WITH ENCODING='SQL_ASCII'
OWNER="fedoraAdmin";
3) Make sure you can login to your Postgres server as fedoraAdmin.
4) Download the appropriate Postgres JDBC 3 driver from
http://jdbc.postgresql.org/download.html
and make sure it's accessible to your servlet container.
If you're running Tomcat, putting it in common/lib/ will work.
</comment>
<param name="connectorClassName" value="org.trippi.impl.mpt.MPTConnector"/>
<param name="ddlGenerator" value="org.nsdl.mptstore.impl.postgres.PostgresDDLGenerator"/>
<param name="jdbcDriver" value="org.postgresql.Driver"/>
<param name="jdbcURL" value="jdbc:postgresql://localhost/riTriples"/>
<param name="username" value="fedoraAdmin"/>
<param name="password" value="fedoraAdmin"/>
<param name="poolInitialSize" value="3"/>
<param name="poolMaxSize" value="10"/>
<param name="backslashIsEscape" value="true"/>
<param name="fetchSize" value="1000"/>
<param name="autoFlushDormantSeconds" value="5"/>
<param name="autoFlushBufferSize" value="1000"/>
<param name="bufferFlushBatchSize" value="1000"/>
<param name="bufferSafeCapacity" value="2000"/>
</datastore>The Resource Index Search interface is exposed in a REST architectural style, providing a stateless query interface that accepts queries by value or by reference [Fedora Relationships].

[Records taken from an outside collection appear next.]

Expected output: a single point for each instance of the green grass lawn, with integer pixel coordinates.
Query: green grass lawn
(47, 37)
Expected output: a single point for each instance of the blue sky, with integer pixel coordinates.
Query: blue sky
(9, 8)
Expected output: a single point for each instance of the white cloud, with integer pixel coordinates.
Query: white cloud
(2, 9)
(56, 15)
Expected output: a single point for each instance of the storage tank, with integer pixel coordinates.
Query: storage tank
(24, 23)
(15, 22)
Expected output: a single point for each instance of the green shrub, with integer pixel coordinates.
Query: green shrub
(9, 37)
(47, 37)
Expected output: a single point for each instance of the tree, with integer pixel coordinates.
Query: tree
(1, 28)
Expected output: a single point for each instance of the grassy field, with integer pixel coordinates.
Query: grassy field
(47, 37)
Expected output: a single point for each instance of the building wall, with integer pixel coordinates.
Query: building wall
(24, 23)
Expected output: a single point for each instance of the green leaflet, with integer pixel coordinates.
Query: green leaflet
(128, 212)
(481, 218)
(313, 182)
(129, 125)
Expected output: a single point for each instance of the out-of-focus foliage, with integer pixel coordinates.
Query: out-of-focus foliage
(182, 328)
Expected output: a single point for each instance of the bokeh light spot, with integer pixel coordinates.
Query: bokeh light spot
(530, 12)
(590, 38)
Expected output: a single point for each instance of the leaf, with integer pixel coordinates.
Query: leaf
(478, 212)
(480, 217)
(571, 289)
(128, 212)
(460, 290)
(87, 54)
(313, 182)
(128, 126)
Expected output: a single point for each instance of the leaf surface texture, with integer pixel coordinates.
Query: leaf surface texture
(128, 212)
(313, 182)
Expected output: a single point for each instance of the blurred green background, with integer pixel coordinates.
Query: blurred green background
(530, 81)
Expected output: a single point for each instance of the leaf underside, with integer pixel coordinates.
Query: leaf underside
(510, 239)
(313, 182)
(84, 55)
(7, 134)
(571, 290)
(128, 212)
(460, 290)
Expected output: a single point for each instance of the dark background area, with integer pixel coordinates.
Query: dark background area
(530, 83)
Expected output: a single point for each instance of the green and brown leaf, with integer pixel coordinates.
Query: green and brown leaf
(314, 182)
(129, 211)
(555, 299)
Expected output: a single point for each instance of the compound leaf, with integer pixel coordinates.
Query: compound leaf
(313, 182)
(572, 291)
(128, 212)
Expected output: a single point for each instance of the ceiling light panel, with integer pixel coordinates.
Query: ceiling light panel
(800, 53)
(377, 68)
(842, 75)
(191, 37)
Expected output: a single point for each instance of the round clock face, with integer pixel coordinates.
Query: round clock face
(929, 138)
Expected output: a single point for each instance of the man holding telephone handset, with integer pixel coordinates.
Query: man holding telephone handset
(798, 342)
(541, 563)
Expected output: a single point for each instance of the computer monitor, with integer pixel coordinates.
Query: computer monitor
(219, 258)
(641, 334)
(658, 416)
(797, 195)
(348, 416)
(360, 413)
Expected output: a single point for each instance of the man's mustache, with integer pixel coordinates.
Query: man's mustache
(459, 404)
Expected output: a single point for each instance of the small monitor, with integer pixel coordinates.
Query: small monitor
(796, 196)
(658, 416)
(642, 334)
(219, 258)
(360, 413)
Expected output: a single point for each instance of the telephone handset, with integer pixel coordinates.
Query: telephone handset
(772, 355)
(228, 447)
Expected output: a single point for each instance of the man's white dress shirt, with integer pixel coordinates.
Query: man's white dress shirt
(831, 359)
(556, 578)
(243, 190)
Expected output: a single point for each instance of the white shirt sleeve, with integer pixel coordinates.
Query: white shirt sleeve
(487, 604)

The query interface to the Resource Index currently supports three RDF query languages, RDQL (Kowari-only), iTQL (Kowari-only), and SPO (Kowari and MPTStore). NOTE: As of Fedora 2.1, RDQL support is now deprecated and may be entirely absent in future releases. Support for SPARQL is planned for a future release.
Please consult the Resource Index Search documentation for more information.
Demonstration objects that utilize the Resource Index are included in the Fedora distribution. Please see the Demo documentation for more information.
To understand what triples are indexed in the Fedora Resource Index, and to estimate the size of your Kowari triplestore consult document named Triples in the Resource Index.